The State House monument to Confederate women

Confederate women monument

As part of my daily walking regimen, I had probably passed by it scores of times over the last few months, but never turned my head at the right moment to notice it — which is weird, because once you notice it, it’s hugely imposing.

I’d missed it because if you’re walking up the concrete incline from Pendleton toward the State House, you can’t see it until your eyes are at the right level, and if you don’t look more than 90 degrees to your left at that precise instant, it’s behind you. (When I took the shot above, only my head was higher than the base of the statue.)

Yesterday, the freshly-planted (I think) flowers caught my eye first, and as my eye rose above them, I saw the monument.

It’s so huge and elaborate, it’s kind of startling when you first see it, so close by.

I looked it up when I got back to the office, and found this page, which told me:

The Monument to Confederate Women, called Angels of the Confederacy, was erected in 1912. The sculptor was Frederick W. Ruckstull. The inscription on the northwest side reads: “In this monument, generations unborn shall hear the voice of a grateful people testifying to the sublime devotion of the women of South Carolina in their country’s need. Their unconquerable spirit strengthened the thin lines of gray, their tender care was solace to the stricken. Reverence for God and unfaltering faith in a righteous cause inspired heroism that survived the immolation of sons, and courage that bore the agony of suspense and the shock of disaster. The tragedy of the Confederacy may be forgotten, but the fruits of the noble service of the daughters of the South are our perpetual heritage.”

The cult of the Lost Cause ran to flowery exaggeration, didn’t it? But of course, that was the style of the time. And what was being described was something that stirred strong emotions.

The really sad thing about it, though, is that the real tragedy escaped the practitioners of this faith. It escaped them, and in some cases yet escapes some among us, that all of that suffering, which was entirely real and even awe-inspiring, was in the service not of a “righteous cause” but of its opposite. The ultimate tragedy is that South Carolina and the other states started the whole thing, causing so many to suffer, to defend the institution that was the central evil of our history.

In other words, it would have been extremely helpful if that “faith” had been less “unfaltering.”

But it wasn’t, and our collective psyche as a people was further scarred by what happened as a result…

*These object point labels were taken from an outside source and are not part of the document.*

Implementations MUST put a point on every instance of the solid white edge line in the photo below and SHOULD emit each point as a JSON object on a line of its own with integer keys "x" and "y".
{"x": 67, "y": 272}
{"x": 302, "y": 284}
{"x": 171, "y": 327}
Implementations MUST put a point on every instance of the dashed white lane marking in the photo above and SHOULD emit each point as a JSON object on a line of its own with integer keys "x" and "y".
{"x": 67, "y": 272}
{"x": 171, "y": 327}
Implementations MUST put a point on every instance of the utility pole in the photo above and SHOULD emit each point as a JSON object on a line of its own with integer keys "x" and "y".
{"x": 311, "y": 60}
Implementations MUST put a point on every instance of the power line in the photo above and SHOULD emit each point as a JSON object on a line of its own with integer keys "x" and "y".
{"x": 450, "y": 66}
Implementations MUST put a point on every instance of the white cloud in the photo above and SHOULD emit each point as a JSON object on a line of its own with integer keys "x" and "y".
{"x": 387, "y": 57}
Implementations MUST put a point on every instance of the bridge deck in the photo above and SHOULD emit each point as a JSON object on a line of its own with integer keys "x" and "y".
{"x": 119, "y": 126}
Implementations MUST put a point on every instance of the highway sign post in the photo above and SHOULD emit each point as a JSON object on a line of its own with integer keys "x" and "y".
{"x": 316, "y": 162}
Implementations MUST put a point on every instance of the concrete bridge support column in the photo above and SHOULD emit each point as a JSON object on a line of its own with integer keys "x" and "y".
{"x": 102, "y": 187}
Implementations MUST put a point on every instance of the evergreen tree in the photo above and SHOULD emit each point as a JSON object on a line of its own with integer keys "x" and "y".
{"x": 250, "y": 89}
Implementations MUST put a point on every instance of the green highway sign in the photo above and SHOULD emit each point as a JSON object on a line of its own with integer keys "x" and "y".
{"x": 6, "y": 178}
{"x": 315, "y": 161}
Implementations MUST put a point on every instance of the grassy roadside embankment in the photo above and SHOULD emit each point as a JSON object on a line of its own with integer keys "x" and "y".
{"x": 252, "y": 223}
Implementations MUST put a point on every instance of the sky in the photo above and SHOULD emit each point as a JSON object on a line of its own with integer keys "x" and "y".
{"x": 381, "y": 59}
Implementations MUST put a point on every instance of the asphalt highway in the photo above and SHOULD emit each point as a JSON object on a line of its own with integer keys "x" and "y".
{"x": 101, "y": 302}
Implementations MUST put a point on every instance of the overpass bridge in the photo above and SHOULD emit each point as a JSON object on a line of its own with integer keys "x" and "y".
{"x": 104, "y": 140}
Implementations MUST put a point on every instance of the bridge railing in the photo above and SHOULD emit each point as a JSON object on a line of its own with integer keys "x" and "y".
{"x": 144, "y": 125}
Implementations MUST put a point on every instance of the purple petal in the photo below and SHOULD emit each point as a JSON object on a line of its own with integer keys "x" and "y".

Another angle so you can see the base, and know how massive this thing is.

Another angle so you can see the base, and know how massive this thing is.

9 thoughts on “The State House monument to Confederate women

  1. Bryan Caskey

    The sculpture has a certain Roman triumph feel to it with the angel holding the laurel crown. I think of a returning Roman general who is being given a procession. (but I digress…)

    But as to your thoughts on the unfaltering faith…yeah…I think there is a way to recognize loss without binding it to the cause.

    Reply
      1. Brad Warthen Post author

        Actually, with the Romans it would have been, even more appropriately, a SLAVE whispering “Memento homo,” or was it, “Sic transit gloria”…? That would REALLY help evoke the “Cause”…

        Reply
  2. bud

    I think there is a way to recognize loss without binding it to the cause.
    -Bryan

    I think that’s why the Vietnam memorial in DC is so powerful. No value judgments about the cause.

    Reply
  3. David L Carlton

    Note that the “grateful people” invoked by the inscription composed only *one third* of the state’s population at the time. Basically, SC’s black majority was written out of “peoplehood.”

    Reply
  4. Harry Harris

    It’s likely that the lack of able-bodied white men after the “noble” conflict provided a platform for women to attain more substantive roles in the structure and economy of many of the southern states. Many a “tender care and solace” giver became a mainstay and a boss in ways precluded in the prior social structure. Too bad they couldn’t do anything to stop the Jim Crow reaction that set in as soon as Federal oversight loosened. But, of course, they couldn’t vote despite doing a huge portion of the work.